Tuesday, 08/02/2016 7:09:42 PM

Tuesday, August 02, 2016 7:09:42 PM

Post# of 426304
JL - I don't understand how convertible notes work, but I was intrigued by your quote long ago:

The May 15 2014 change is as follows. $31 million of the aproximate $150 mil in notes will remain as the 2012 agreement states. The remaing $118 million in notes changes as follows. The notes exchange rate to ADSs is 384ADSs/$1000 principal ($2.60/share), but the notes can not be exchanged unless the PPS of the stock is $2.86 or above. Currently at a PPS of $1.37 the correct exchange rate would be 726ADSs/$1000 so this is not currently a bargain. Also the agreement allows the company to force the bond holders into converting or redeming their bonds at the companies discretion.

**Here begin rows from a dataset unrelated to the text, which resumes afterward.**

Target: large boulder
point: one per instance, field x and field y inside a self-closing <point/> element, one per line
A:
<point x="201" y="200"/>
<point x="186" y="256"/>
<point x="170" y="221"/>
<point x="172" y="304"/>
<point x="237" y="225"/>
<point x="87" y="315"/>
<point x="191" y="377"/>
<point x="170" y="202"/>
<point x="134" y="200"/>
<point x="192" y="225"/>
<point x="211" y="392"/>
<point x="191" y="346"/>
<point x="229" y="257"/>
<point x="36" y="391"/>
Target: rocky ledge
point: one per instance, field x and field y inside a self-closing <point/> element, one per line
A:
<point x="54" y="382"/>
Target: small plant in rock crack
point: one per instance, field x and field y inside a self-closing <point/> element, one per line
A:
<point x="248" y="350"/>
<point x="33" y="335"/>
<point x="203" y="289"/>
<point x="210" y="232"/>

Does the fact that the pps sliced up through 2.86 mean that a potential 118 million in shares were grabbed via an exchange, thus exploding demand which further magnified the squeeze on commercial/retail shorts? Also, you mentioned that they deployed short sales to neutralize their risk while collecting interest on their note. If and when these note holders decide to exchange (once the pps rises above 2.86), don't they cover their hedge at that point? Am I understanding this correctly? Could this have been a key part of the perfect storm we are wittnessing with the orderly increase in the share price the past 3 days?